Al-Lataminah and its vicinity contain several caves, many of which had been used as homes for the village's residents. On the eve of the civil war, the use of modern housing had prevailed, but a few families continued to live in the caves. During the course of the war, most of residents were displaced.

==History==
Al-Lataminah was inhabited during the Stone Age and excavations by teams from the Arab world, the United States, France and the Netherlands have been held at the site. One such excavation was held in 1965 and several artifacts were uncovered.

===Ottoman era===
When Swiss traveler Johann Ludwig Burckhardt visited the region in the early 19th century, during Ottoman rule, al-Lataminah was described as the "principal village" of Sanjak Hama. During this period the village was part of the Sanjak (District) of Hama and in late 1829, it consisted of 84 faddan, larger than any other village in the district except for Taldou. It paid 8,250 qirsh in taxes, the highest rate of the revenue-producing (hasil) villages in the district. In 1838, it had a predominantly Sunni Muslim population. Towards the end of Egyptian Khedivate rule (1832–1841), in 1840, al-Lataminah was a large village that paid a moderate tax rate of 700 qirsh, as result of a tax decrease for rural villages at the expense of urban towns.

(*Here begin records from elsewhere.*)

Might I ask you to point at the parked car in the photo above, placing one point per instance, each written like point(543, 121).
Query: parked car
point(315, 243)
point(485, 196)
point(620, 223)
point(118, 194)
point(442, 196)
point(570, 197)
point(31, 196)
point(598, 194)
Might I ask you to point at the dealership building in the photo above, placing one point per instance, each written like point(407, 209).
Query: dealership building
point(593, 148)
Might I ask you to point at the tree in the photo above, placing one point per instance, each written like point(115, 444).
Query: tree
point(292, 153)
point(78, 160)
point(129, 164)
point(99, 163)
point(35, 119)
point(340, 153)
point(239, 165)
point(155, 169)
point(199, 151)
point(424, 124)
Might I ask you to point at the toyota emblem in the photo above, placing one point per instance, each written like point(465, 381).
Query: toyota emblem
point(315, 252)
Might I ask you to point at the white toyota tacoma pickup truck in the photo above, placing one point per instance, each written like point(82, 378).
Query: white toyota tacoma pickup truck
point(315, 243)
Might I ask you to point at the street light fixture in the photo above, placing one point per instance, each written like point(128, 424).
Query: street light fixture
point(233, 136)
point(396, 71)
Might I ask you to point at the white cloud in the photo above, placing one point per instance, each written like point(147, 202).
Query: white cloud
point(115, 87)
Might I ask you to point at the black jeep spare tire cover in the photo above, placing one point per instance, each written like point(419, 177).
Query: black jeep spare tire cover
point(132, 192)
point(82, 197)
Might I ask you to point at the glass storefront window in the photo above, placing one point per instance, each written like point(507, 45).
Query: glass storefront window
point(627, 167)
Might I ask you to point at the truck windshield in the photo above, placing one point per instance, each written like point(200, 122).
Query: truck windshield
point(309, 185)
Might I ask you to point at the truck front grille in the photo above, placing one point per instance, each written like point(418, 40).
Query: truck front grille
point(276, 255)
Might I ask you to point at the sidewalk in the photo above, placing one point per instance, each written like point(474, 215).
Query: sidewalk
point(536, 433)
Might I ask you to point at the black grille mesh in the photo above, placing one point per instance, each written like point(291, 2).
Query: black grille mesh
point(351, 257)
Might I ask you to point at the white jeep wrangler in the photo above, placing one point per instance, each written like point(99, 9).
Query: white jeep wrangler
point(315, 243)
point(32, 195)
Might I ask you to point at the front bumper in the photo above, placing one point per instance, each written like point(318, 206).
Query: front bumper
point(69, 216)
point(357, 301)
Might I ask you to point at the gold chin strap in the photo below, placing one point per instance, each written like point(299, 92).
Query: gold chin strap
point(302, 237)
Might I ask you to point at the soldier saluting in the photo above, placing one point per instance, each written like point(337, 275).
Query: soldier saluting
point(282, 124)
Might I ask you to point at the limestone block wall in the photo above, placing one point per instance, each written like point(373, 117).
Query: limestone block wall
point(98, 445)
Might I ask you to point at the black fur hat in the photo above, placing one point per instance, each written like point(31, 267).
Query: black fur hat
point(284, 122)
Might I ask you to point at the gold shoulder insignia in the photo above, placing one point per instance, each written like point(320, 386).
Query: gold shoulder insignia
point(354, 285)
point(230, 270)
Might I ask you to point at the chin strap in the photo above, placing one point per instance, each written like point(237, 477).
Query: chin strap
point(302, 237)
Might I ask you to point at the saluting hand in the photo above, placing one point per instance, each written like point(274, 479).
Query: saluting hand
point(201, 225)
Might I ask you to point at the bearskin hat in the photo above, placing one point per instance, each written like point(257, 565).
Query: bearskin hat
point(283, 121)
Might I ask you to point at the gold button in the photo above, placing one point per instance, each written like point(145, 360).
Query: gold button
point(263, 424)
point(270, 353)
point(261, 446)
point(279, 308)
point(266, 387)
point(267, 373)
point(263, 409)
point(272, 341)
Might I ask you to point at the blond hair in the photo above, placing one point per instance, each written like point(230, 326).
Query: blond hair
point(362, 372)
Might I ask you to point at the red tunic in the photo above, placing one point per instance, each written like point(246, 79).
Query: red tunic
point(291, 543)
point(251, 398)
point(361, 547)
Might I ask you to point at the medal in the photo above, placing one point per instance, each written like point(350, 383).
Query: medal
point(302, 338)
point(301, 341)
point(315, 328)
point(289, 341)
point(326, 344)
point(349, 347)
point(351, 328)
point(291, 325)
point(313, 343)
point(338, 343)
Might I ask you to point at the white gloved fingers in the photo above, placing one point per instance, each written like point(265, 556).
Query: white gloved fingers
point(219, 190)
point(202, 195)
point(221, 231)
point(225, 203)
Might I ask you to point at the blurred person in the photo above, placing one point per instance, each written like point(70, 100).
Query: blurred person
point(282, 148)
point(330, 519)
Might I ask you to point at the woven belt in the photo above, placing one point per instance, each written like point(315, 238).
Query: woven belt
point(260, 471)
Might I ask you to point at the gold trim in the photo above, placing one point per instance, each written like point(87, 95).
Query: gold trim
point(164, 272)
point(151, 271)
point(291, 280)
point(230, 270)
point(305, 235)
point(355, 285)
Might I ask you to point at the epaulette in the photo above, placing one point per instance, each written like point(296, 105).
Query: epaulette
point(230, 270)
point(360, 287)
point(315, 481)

===Ongoing Syrian civil war===
The Syrian state media reported that on 9 March 2012, al-Lataminah's mayor was kidnapped from his home by anti-government fighters. His car had been stolen earlier on 30 September 2011. On 7 April 2012 secret United Nations monitors reported that dozens of residents were killed when the village was shelled by government forces, days before a truce was to be established. The fatality count ranged from 24 to 27 and activists reported that the shelling was part of an attempt by security forces to raid the town after two days of clashes with defectors from the Syrian Army.

In September 2012 Al Jazeera English classified al-Lataminah as a "rebel village". A girl was reportedly killed and several more people were injured as a result of shelling by government forces on 12 September. In a mid-December 2012 rebel offensive against government-held positions in the Hama Governorate, al-Lataminah was captured by opposition forces along with a string of several other villages.

Gas attacks were reported as occurring in Al-Lataminah in October 2016. Additional attacks occurred on 24 and 25 March in 2017. They were substantially confirmed a year later by the Organisation for the Prohibition of Chemical Weapons (OPCW) as having been a sarin gas attack, and a chlorine gas attack, respectively. Another sarin gas attack occurred on 30 March 2017. On April 8, 2020, the OPCW issued a report determining that the Syrian Air Force was the perpetrator of these chemical weapon attacks.

From 2017, the city was situated in the southernmost sector of rebel-held territory (sometimes called the Idlib pocket although Al-Lataminah is part of Hama Governate). As a result, the city was exposed to attacks by the Syrian Arab Armed Forces from three directions, and suffered repeated bombardments and Russian airstrikes despite the cease-fire arrangements supposedly provided by the 2016 Astana accord.

On 20 August 2019, the Syrian Observatory for Human Rights reported that the rebel and Islamist factions including jihadist groups like Hayat Tahrir al-Sham (HTS) had withdrawn from Lataminah in north Hama province amid a military operation by Syrian government forces.

On 30 November 2024, HTS rebels recaptured the city from the Syrian Army during the Hama offensive.